Heboh soal keberadaan Islamic State of Irak and Syam/Syiria alias ISIS di Indonesia mencuat setelah pelaksanaan Pemilihan Presiden 2014. Isu tersebut ditabuh Kepala Badan Nasional Penanggulangan Terorisme (BNPT) Ansyaad Mbai.
Karena itu, ditengarai ada kepentingan politik praktis dibalik itu tersebut.
"Momennya setelah pilpres saat mana menunggu susunan kabinet baru, tentu dengan fokus kebijakan keamanan baru. Tembakannya ialah supaya duduk menteri yang akan bertanggung jawab menanggulangi isu terorisme ISIS," ujar Direktur The Indonesia Reform Syahrul E. Dasopang (Selasa, 5/8).

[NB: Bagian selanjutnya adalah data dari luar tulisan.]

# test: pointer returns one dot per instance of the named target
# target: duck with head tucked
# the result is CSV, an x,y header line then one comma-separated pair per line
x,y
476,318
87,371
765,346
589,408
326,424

Soal benar tidaknya ancaman ISIS buat Indonesia, menurutnya, itu tidak penting. Yang penting adalah bagaimana menggiring opini supaya ke depan pemerintahan yang terbentuk mempunyai tendensi anti Islam politik yang kuat dengan pejabat yang relevan dengan tendensi tersebut.
"Isu ISIS ini juga dapat digunakan menjadi pembelahan politik, baik di dalam internal pemerintah maupun di tingkat masyarakat. Pendeknya, isu ISIS hanya alat pecah belah bagi kaum Muslimin," beber Syahrul.
Untuk menangkis isu tersebut, bebernya, digunakan strategi gelap dilawan dengan terang. Maksudnya ialah, jika isu ISIS ini masih gelap, harus diungkap seterang-terangnya apa itu ISIS, apa kaitannya dengan Islam, apa dampaknya bagi Indonesia, mengapa ISIS ditolak atau diterima, kepentingan apa di balik ISIS, apa dasar berdirinya ISIS, sejarah berdirinya ISIS, keburukan dan kebaikannya.
"Pendeknya isu menjadi ditimbang dengan akal sehat sejernih-jernihnya, supaya masyarakat tidak meresponnya dengan kalap. Sebab kondisi kalap itulah yang ditunggu oleh pelempar isu ISIS supaya mereka dapat menguasai masyarakat," demikian Syahrul, yang juga mantan Ketua Umum PB HMI ini.